B) L' Article L 122-9 du code de la consommation

Les dispositions de l'article L. 122-8 sont applicables, dans les mêmes conditions, aux engagements obtenus :

1° Soit à la suite d'un démarchage par téléphone ou télécopie ;

2° Soit à la suite d'une sollicitation personnalisée, sans que cette sollicitation soit nécessairement nominative, à se rendre sur un lieu de vente, effectuée à domicile et assortie de l'offre d'avantages particuliers ;

3° Soit à l'occasion de réunions ou d'excursions organisées par l'auteur de l'infraction ou à son profit ;

4° Soit lorsque la transaction a été faite dans des lieux non destinés à la commercialisation du bien ou du service proposé ou dans le cadre de foires ou de salons ;

5° Soit lorsque la transaction a été conclue dans une situation d'urgence ayant mis la victime de l'infraction dans l'impossibilité de consulter un ou plusieurs professionnels qualifiés, tiers ou contrat.

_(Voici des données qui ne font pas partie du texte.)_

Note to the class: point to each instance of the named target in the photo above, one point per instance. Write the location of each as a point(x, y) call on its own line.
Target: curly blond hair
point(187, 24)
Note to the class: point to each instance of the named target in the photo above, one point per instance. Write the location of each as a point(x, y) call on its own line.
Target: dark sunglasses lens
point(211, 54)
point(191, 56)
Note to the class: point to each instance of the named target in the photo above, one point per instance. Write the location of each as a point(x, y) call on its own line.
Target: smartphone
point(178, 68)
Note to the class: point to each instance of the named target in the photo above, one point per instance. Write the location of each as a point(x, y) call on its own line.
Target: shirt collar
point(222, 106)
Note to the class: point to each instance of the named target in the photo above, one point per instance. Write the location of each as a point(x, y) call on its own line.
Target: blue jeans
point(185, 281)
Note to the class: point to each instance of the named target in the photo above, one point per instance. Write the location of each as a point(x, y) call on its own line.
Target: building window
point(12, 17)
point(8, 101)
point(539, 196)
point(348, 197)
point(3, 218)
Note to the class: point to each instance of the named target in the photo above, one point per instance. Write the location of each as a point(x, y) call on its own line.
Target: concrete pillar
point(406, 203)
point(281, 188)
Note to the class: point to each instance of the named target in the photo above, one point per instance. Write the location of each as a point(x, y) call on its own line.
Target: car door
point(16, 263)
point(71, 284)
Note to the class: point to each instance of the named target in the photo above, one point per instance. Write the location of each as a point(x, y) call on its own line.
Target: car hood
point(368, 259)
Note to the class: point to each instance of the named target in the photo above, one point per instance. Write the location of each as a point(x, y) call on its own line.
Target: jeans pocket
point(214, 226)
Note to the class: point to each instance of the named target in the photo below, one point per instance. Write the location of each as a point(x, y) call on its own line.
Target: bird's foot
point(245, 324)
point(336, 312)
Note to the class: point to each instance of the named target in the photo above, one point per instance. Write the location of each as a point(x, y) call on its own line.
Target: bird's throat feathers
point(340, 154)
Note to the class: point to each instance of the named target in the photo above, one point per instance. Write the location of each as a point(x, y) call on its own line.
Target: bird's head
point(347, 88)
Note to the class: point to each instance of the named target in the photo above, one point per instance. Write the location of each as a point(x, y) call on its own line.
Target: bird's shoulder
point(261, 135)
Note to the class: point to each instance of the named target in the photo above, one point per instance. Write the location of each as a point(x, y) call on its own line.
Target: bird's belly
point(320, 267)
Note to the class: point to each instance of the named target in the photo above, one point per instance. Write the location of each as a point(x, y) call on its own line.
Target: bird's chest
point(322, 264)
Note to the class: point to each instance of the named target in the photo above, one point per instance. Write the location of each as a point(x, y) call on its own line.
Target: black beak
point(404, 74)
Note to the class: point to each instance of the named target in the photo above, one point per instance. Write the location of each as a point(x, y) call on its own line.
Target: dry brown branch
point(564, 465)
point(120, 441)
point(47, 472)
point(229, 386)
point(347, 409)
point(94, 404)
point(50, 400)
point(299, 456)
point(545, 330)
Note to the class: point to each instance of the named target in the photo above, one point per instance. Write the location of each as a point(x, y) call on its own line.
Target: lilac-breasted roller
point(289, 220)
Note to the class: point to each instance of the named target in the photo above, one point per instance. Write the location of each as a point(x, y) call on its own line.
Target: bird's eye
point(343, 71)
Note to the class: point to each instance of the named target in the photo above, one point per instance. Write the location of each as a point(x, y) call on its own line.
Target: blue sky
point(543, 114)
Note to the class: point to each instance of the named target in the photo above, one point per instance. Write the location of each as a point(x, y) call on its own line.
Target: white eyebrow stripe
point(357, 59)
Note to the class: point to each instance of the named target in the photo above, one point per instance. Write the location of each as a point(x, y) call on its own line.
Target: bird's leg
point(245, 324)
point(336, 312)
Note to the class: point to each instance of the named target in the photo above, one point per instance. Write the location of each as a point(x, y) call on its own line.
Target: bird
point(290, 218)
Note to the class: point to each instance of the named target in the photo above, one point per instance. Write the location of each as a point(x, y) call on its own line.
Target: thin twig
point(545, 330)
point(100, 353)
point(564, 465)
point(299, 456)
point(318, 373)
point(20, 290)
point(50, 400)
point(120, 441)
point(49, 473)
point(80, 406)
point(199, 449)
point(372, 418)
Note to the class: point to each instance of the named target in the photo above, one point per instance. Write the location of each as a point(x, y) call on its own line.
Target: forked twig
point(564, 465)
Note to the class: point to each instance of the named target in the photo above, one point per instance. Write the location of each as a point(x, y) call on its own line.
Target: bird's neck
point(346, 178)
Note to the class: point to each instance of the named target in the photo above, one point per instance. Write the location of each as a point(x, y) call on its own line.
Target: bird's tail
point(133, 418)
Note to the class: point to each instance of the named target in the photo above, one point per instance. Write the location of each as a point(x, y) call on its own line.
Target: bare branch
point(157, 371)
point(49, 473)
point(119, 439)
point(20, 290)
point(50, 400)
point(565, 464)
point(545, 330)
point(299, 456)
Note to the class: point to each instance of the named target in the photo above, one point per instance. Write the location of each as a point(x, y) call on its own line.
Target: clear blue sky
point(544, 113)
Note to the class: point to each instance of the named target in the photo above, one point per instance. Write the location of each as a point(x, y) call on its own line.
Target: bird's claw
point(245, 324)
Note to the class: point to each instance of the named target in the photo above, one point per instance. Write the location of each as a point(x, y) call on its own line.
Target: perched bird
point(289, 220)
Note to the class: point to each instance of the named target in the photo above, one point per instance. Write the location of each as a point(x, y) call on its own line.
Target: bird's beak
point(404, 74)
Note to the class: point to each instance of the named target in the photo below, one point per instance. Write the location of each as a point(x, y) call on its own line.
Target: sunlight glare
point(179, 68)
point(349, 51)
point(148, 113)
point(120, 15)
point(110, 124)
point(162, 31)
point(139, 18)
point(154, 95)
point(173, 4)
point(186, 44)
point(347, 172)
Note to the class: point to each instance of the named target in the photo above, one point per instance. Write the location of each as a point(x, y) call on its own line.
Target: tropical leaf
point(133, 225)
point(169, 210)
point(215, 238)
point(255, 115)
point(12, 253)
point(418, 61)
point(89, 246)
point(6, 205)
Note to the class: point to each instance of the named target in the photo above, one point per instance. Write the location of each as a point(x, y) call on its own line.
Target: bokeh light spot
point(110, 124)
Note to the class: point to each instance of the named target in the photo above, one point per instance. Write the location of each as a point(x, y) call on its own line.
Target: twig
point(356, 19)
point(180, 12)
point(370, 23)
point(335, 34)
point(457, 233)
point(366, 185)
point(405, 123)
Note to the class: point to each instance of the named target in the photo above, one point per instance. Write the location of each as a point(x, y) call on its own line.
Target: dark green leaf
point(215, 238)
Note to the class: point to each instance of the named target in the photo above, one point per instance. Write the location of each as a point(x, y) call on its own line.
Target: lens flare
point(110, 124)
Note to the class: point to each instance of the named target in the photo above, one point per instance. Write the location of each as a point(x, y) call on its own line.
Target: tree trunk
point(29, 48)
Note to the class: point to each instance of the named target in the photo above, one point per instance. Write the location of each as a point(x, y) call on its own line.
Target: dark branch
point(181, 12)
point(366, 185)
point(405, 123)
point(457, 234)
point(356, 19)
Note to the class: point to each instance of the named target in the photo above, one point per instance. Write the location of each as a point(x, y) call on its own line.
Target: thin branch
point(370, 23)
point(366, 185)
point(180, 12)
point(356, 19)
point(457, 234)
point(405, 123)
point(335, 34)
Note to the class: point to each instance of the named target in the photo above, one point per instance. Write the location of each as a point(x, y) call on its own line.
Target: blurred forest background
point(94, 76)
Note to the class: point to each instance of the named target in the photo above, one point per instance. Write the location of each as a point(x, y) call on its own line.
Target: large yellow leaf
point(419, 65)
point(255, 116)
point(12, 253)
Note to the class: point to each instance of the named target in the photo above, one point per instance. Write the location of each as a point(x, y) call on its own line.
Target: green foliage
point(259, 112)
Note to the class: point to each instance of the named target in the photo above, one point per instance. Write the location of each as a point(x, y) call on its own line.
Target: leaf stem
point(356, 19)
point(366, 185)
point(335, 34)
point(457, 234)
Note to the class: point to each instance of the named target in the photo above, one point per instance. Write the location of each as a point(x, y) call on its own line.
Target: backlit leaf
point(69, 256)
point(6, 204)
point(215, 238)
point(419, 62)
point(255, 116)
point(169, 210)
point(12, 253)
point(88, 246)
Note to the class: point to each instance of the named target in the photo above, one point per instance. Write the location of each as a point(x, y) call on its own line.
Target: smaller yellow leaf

II-L'abus frauduleux de l'état d'ignorance ou de faiblesse dans le code pénal

L'article L 223-15-2 du code pénal sanctionne en ces termes ce délit:

Est puni de trois ans d'emprisonnement et de 375000 euros d'amende l'abus frauduleux de l'état d'ignorance ou de la situation de faiblesse soit d'un mineur, soit d'une personne dont la particulière vulnérabilité, due à son âge, à une maladie, à une infirmité, à une déficience physique ou psychique ou à un état de grossesse, est apparente ou connue de son auteur, soit d'une personne en état de sujétion psychologique ou physique résultant de l'exercice de pressions graves ou réitérées ou de techniques propres à altérer son jugement, pour conduire ce mineur ou cette personne à un acte ou à une abstention qui lui sont gravement préjudiciables.

Lorsque l'infraction est commise par le dirigeant de fait ou de droit d'un groupement qui poursuit des activités ayant pour but ou pour effet de créer, de maintenir ou d'exploiter la sujétion psychologique ou physique des personnes qui participent à ces activités, les peines sont portées à cinq ans d'emprisonnement et à 750000 euros d'amende.

III- Les pratiques commerciales agressives envisageables subsidiairement

Article L 122-11 du code de la consommation

Une pratique commerciale est agressive lorsque du fait de sollicitations répétées et insistantes ou de l'usage d'une contrainte physique ou morale, et compte tenu des circonstances qui l'entourent :

1° Elle altère ou est de nature à altérer de manière significative la liberté de choix d'un consommateur ;

2° Elle vicie ou est de nature à vicier le consentement d'un consommateur

3° Elle entrave l'exercice des droits contractuels d'un consommateur.

II. - Afin de déterminer si une pratique commerciale recourt au harcèlement, à la contrainte, y compris la force physique, ou à une influence injustifiée, les éléments suivants sont pris en considération :

1° Le moment et l'endroit où la pratique est mise en oeuvre, sa nature et sa persistance ;

2° Le recours à la menace physique ou verbale ;

3° L'exploitation, en connaissance de cause, par le professionnel, de tout malheur ou circonstance particulière d'une gravité propre à altérer le jugement du consommateur, dans le but d'influencer la décision du consommateur à l'égard du produit ;

4° Tout obstacle non contractuel important ou disproportionné imposé par le professionnel lorsque le consommateur souhaite faire valoir ses droits contractuels, et notamment celui de mettre fin au contrat ou de changer de produit ou de fournisseur ;

5° Toute menace d'action alors que cette action n'est pas légalement possible.

Article L 122-12 du code de la consommation

Le fait de mettre en oeuvre une pratique commerciale agressive est puni d'un emprisonnement de deux ans au plus et d'une amende de 150 000 euros au plus.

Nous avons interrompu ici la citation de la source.